Takdir Firman Nirwan menyatakan bahwa pendidikan agama islam berperan membentuk manusia Indonesia yang percaya dan Takwa kepada Allah SWT. Menghayati dan mengamalkan ajaran agamanya dalam kehidupan sehari-hari, baik dalam kehidupan pribadi maupun dalam kehidupan bermasyarakat, mempertinggi budi pekerti, memperkuat kepribadian dan mempertebal semangat kebangsaan dan cinta tanah air. Dengan demikian, menumbuhkan manusia-manusia pembangunan yang dapat membangun dirinya sendiri serta bersama-sama bertanggung jawab atas pembangunan bangsa.

“Dan demi jiwa serta penyempurnaan (Ciptaan)nya maka dia mengilhamkan kepadanya (jalan) kejahatan dan ketakwaannya. Sungguh beruntungnya orang yang mensucikannya (jiwa itu) dan sungguh rugi orang yang mengotorinya.” (Asy-Syams:7-10).

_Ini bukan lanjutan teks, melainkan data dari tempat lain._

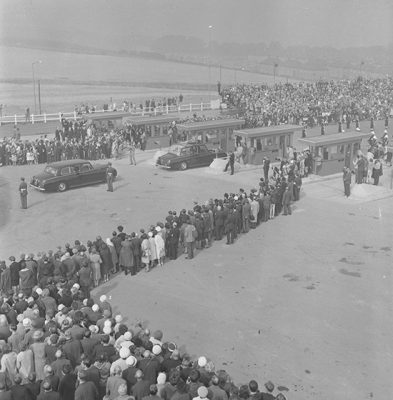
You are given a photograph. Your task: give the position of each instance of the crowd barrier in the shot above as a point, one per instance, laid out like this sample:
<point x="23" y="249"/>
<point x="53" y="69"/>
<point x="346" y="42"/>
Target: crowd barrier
<point x="44" y="118"/>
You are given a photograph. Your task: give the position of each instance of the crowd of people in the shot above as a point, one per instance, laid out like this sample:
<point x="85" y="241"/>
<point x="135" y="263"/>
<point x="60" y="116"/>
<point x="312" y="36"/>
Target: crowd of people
<point x="129" y="106"/>
<point x="312" y="104"/>
<point x="84" y="139"/>
<point x="56" y="339"/>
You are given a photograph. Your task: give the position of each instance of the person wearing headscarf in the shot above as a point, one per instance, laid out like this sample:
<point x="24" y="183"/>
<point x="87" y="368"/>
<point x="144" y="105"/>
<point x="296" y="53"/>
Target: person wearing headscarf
<point x="126" y="257"/>
<point x="115" y="258"/>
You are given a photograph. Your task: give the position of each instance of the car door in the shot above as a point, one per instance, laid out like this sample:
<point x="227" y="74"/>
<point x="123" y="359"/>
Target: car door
<point x="204" y="156"/>
<point x="68" y="175"/>
<point x="88" y="174"/>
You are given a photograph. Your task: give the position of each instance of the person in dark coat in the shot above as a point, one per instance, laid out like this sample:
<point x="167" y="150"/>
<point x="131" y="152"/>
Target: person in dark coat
<point x="14" y="270"/>
<point x="286" y="201"/>
<point x="230" y="226"/>
<point x="23" y="193"/>
<point x="67" y="385"/>
<point x="86" y="390"/>
<point x="106" y="257"/>
<point x="19" y="391"/>
<point x="48" y="393"/>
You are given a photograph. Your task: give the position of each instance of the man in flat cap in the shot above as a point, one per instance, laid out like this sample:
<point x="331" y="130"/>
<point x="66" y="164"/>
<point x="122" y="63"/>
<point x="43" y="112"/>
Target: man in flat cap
<point x="23" y="193"/>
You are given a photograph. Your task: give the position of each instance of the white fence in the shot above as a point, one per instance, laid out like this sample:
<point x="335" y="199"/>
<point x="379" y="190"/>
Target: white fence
<point x="44" y="118"/>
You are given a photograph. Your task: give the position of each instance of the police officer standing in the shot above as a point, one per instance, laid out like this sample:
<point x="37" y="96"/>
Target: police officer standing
<point x="110" y="175"/>
<point x="132" y="153"/>
<point x="231" y="163"/>
<point x="23" y="193"/>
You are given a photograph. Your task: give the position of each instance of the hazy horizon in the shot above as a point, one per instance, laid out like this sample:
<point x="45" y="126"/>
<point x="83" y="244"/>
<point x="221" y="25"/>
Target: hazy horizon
<point x="336" y="23"/>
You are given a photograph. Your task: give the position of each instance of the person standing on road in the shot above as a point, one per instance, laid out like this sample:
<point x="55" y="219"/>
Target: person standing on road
<point x="347" y="178"/>
<point x="110" y="175"/>
<point x="190" y="234"/>
<point x="231" y="163"/>
<point x="132" y="153"/>
<point x="286" y="201"/>
<point x="23" y="193"/>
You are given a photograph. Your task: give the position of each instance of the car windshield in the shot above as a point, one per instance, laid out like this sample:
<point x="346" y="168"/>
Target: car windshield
<point x="176" y="149"/>
<point x="50" y="170"/>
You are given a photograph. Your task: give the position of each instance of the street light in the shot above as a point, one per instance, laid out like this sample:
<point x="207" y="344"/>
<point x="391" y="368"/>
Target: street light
<point x="210" y="45"/>
<point x="274" y="72"/>
<point x="32" y="68"/>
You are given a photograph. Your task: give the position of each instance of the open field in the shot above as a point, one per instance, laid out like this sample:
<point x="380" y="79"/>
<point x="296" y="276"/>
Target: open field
<point x="71" y="78"/>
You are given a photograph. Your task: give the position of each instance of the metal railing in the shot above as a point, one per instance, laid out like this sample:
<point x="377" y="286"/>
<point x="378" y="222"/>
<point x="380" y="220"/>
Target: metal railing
<point x="75" y="115"/>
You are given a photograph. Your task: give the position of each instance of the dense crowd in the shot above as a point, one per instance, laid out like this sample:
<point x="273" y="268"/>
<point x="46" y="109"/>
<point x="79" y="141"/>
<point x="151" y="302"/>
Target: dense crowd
<point x="129" y="106"/>
<point x="56" y="339"/>
<point x="313" y="104"/>
<point x="83" y="139"/>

Lebih lanjut, Takdir Firman secara panjang lebar dalam nirwanlife-nya menyatakan bahwa berbicara tentang agama terhadap kehidupan manusia memang cukup menarik, khususnya agama Islam. Hal ini tidak terlepas dari tugas para nabi yang membimbing dan mengarahkan manusia kearah kebaikan yang hakiki dn juga nabi sebagai figure konselor yang sangat mumpuni dalam memecahkan permasalahan (problem solving) yang berkaitan dengan jiwa manusia agar manusia keluar dari tipu daya setan, seperti tertuang dalam ayat berikut ini:

“Demi masa, sungguh, manusia berada dalam kerugian, kecuali orang-orang yang beriman dan mengerjakan kebajikan serta saling menasehati untuk kebenaran dan saling menasehati untuk kesabaran.” (Al-‘Asr:1-3).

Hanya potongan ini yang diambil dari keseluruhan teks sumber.